Clara Bennett: And Novo Nordisk has almost no market incentive to lower Ozempic or Wegovy prices while demand is this inelastic. ScienceDaily reporting Jordan Miller's findings brought this into public view — but notably, that happened because independent academics connected the dots, not manufacturers, not regulators.
Finn Brooks: So the equity trap is basically... self-sealing?
Clara Bennett: In practice, yes. The patients most likely to use compounded semaglutide are cost-sensitive — that's the whole point of it existing. Tighter oversight without a pricing fix doesn't improve their safety. It removes their option.
Finn Brooks: I mean — okay, I love the regulatory architecture argument, I do, but fixing the FDA's approval framework doesn't help the person who can't afford $1,300 a month right now. Those are two different clocks running at two different speeds.
Clara Bennett: And that's the gap we're not closing today. You want to fix the market; I want the regulatory architecture built before the next molecule gets this big. Both things can be true and still leave a real distance between us.

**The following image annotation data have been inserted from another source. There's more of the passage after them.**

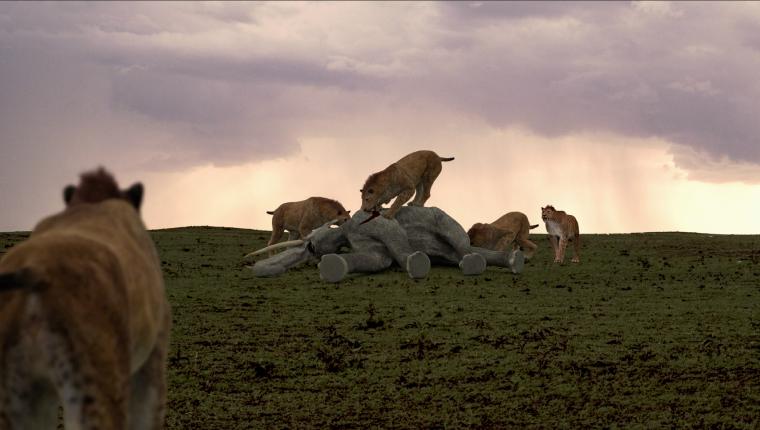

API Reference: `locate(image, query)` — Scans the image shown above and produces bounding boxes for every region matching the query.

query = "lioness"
[0,168,171,429]
[541,205,581,263]
[359,151,454,218]
[467,212,538,259]
[267,197,351,245]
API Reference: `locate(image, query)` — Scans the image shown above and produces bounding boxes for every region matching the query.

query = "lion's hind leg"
[129,305,171,430]
[0,357,59,430]
[516,238,538,260]
[50,330,129,429]
[414,161,442,206]
[408,182,430,206]
[571,234,581,263]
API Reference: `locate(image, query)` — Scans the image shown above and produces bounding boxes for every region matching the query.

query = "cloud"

Finn Brooks: Wait, but that's the thing — at the start I thought this was a branding mix-up, Ozempic versus Wegovy, same drug different box. And now we're at 3,633 poison center cases in four months of 2025, three years past approval, education campaigns running, and the number is still climbing. That's not a labeling fix. That's — I mean, the drug got approved for the masses and the clinical support got built for a specialty clinic. Those were never going to converge.
Clara Bennett: Public health officials are still calling for better patient education and clearer labeling — measures that weren't built into the original Wegovy approval framework. Which is a real answer. It's just not scaled to the problem in front of us. And I don't know that it ever will be, given how the weight-loss market is structured.
Finn Brooks: Yeah. We approved a drug for everyone and built the support system for people with endocrinologists.
Clara Bennett: That's where I'll stay uncomfortable. Thanks for pushing on it.